According to Shanavaz Khan, technical co-ordinator of the programme and a scientist with the tbgri , there has been a remarkable change in the attitude of the villagers, after the completion of the first phase. "Earlier, the villagers were not involved in the conservation of medicinal plants. But now they are cautious and bring in any new plant they discover to the tbgri for identification." The completion of the first phase also finds the villagers self-reliant. "A core group of selected women are involved in the preparation of drugs for mild ailments in the villages," says Khan. As for the role played by traditional healers in the project, S Rajasekharan, head of the Ethnomedicine and Ethnopahrmacology division says, "Initially, some of the traditional healers had a doubt that their hold over the villagers may get lost. But now they are actually involved with the programme."

The tbgri has prepared a compilation of the local varieties of leafy vegetables, fruits and those items that traditionally constitute the staple food of the people of Kerala. This knowledge is to be used for maintaining a health profile of the state. According to P Pushpangadan, "The second phase of the programme shall look into certain socio-economic aspects like unemployment. We are also encouraging locally-oriented technologies to suit the needs of the people." Additional funds are being sought to successfully complete the second and third phase.

"We want the programme to be accepted as a model of local health management by the state government," says Rajasekharan.
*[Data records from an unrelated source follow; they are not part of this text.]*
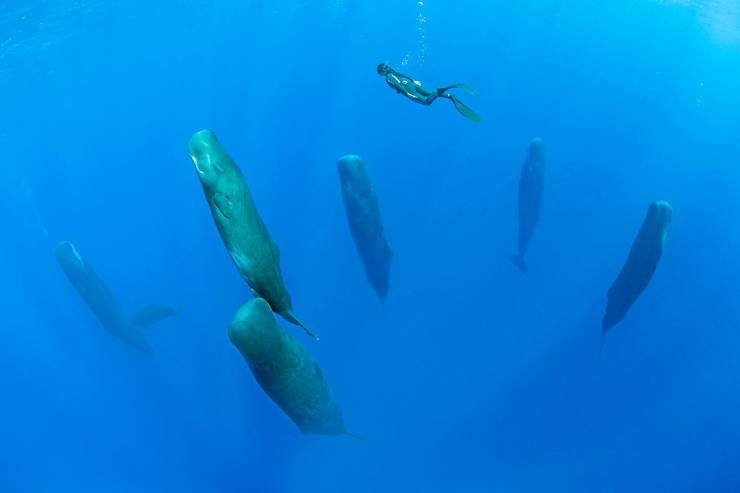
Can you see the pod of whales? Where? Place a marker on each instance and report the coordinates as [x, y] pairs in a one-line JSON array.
[[363, 215], [640, 265], [104, 305], [285, 370], [531, 184], [244, 233]]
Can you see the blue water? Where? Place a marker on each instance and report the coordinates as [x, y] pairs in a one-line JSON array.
[[470, 377]]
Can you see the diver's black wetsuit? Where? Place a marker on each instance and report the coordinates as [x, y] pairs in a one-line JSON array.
[[413, 90]]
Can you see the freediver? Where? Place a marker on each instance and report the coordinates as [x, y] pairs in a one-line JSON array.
[[412, 89]]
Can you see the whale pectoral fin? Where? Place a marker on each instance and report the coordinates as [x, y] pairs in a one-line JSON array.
[[224, 204], [243, 264], [290, 317]]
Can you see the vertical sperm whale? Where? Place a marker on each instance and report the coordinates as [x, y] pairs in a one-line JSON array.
[[365, 224], [104, 304], [256, 256], [640, 265], [531, 184]]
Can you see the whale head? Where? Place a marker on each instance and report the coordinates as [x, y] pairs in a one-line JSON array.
[[204, 149], [222, 180], [68, 255], [660, 213]]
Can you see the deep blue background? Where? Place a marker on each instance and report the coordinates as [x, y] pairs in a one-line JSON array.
[[471, 377]]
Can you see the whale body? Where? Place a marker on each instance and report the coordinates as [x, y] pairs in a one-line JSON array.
[[255, 254], [640, 265], [98, 296], [365, 224], [285, 370], [531, 185]]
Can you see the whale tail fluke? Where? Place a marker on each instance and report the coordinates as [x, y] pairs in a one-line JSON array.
[[290, 317], [518, 261], [150, 315]]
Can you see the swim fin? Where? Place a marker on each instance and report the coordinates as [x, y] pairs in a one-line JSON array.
[[464, 110], [464, 87]]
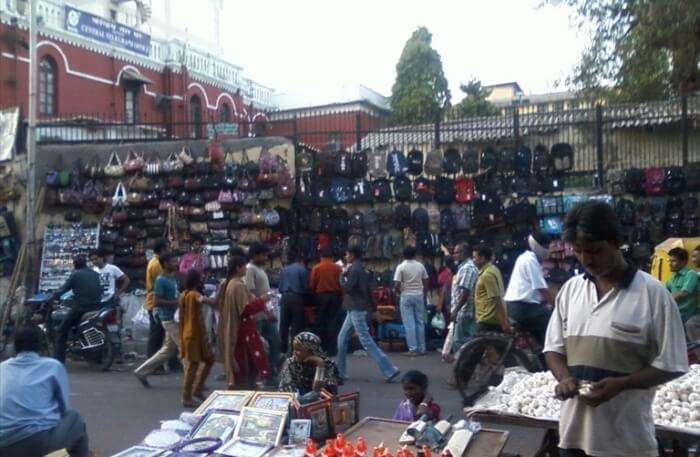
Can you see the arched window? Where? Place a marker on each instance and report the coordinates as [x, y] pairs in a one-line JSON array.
[[195, 117], [47, 87], [224, 113]]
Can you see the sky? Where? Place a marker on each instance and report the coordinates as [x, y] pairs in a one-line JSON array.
[[317, 51]]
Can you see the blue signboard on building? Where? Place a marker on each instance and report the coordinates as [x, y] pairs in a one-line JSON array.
[[106, 31]]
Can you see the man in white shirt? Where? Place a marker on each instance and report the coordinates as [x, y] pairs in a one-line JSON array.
[[411, 284], [617, 328], [113, 280], [528, 293]]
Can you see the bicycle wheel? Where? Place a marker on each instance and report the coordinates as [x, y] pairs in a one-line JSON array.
[[473, 372]]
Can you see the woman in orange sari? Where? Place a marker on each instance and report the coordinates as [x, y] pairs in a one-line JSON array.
[[194, 348], [240, 346]]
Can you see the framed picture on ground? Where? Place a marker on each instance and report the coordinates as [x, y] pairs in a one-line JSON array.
[[275, 401], [216, 423], [232, 400], [299, 431], [240, 448], [139, 451], [261, 426], [345, 411]]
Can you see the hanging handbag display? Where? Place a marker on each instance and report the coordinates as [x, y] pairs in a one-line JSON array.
[[134, 162], [120, 196], [114, 167]]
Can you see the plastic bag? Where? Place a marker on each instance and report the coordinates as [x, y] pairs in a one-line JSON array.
[[438, 322]]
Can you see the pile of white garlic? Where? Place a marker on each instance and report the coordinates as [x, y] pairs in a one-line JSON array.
[[676, 404]]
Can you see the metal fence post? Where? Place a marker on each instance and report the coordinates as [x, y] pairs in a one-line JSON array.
[[684, 127], [599, 144]]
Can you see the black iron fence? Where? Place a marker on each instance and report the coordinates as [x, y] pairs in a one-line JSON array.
[[603, 136]]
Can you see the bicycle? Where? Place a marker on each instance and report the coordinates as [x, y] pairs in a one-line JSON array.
[[481, 362]]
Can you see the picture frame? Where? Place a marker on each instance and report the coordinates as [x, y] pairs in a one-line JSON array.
[[261, 426], [139, 451], [345, 411], [216, 423], [232, 400], [320, 415], [275, 401], [287, 451], [241, 448], [299, 431]]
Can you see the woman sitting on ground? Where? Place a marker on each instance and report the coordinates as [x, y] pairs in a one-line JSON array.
[[308, 369]]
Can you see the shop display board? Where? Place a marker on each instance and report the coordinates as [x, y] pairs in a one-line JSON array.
[[61, 244]]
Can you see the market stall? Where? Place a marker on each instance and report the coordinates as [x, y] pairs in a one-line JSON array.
[[525, 400]]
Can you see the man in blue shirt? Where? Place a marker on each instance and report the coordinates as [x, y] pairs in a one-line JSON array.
[[35, 414], [294, 287], [165, 298]]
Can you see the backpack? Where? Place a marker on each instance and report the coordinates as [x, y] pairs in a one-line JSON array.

The tbgri has submitted a report to the planning board so that the programme will be part of the decentralised planning process started by the state government.

For the tbgri , the success of this project ultimately hinges on two things: on the effectiveness of the message and on whether the state will adopt the programme as an alternative approach to health management. As things stand now, the Institute is confident that both these factors would move in the desired direction.